The aim of this Special Issue of Learning and Teaching: The International Journal of Higher Education in the Social Sciences is to analyse the impacts of neoliberal restructuring on higher education and to explore ways of raising students’ critical awareness of these changes in their own environment. This Special Issue developed out of a symposium that was held at the University of Massachusetts in Spring 2008. Both Susan B. Hyatt and Vincent Lyon-Callo presented earlier drafts of their articles on that occasion, as did Dana-Ain Davis, whose article will appear in a future issue of LATISS. Shear and Zontine were the primary organisers of the symposium, along with other students and faculty at the University of Massachusetts, and in their article, they reflect on the collaborative, yearlong reading group project on neoliberalism from which the symposium emerged. We invited John Clarke to join us in writing for this issue to provide an international perspective on these issues as they are currently playing out in the U.K.

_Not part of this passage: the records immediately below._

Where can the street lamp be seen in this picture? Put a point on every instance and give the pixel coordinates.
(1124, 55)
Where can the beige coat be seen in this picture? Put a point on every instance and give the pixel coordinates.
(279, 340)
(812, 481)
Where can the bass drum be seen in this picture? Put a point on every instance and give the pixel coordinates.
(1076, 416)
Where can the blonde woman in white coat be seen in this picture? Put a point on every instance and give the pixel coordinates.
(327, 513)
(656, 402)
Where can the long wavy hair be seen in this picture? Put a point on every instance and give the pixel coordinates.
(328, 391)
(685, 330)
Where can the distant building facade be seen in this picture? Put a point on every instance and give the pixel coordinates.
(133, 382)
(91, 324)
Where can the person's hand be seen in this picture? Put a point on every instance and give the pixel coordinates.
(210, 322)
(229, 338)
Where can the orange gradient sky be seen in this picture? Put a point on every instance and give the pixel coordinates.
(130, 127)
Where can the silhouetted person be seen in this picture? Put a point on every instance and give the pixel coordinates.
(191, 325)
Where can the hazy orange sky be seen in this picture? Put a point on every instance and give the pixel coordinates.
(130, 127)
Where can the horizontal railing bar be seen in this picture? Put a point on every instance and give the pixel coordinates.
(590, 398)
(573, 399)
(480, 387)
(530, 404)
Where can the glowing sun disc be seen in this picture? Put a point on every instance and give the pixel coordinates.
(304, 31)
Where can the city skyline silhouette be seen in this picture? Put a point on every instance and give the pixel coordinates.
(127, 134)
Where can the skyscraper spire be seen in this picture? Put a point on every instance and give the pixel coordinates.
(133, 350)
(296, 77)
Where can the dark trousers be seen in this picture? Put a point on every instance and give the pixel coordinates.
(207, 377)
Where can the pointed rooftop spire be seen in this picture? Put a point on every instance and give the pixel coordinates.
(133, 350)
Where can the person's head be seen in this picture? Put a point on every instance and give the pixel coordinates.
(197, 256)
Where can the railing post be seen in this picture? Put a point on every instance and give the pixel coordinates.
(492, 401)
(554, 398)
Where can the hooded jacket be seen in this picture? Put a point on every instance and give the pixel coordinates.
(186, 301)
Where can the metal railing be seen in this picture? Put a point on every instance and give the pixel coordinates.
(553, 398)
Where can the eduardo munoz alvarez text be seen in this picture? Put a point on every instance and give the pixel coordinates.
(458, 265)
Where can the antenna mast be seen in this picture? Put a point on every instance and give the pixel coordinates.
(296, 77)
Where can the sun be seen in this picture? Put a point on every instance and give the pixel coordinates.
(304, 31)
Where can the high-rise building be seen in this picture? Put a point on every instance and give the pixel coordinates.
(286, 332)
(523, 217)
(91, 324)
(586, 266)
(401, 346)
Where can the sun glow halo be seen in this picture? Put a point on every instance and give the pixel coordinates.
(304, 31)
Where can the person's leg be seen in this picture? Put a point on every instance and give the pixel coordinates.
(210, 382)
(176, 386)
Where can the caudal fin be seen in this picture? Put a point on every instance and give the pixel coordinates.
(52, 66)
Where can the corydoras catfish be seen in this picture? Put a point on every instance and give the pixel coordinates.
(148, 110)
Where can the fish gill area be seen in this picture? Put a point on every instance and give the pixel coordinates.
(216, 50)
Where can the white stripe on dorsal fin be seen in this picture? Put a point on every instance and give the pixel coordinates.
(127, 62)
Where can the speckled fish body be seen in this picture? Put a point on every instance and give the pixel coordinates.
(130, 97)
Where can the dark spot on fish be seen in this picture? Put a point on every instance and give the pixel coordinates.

Boone Shear and Susan Brin Hyatt
Reading neoliberalism at the university
Boone W. Shear and Angelina I. Zontine
Ongoing transformations of the university - from changing working conditions to issues of affordability and access, increasing 'accountability' measures and commodification of academic production - are increasingly referred to as university corporatisation and are unfolding within and concomitant to neoliberal globalisation. In this paper we outline some of these processes as they are occurring at the University of Massachusetts Amherst and explore the limitations and possibilities of a critical response mounted by a number of students and faculty in the Department of Anthropology. Drawing on ethnographic data and interviews with group participants, as well as our own experiences with the group, we describe and assess this project as a means to investigate and respond to neoliberal governance. Through this analysis we problematise conventional discourses and imaginings of university corporatisation and neoliberalism and explore the sometimes contradictory subject positions that complicate our efforts to respond critically to university corporatisation.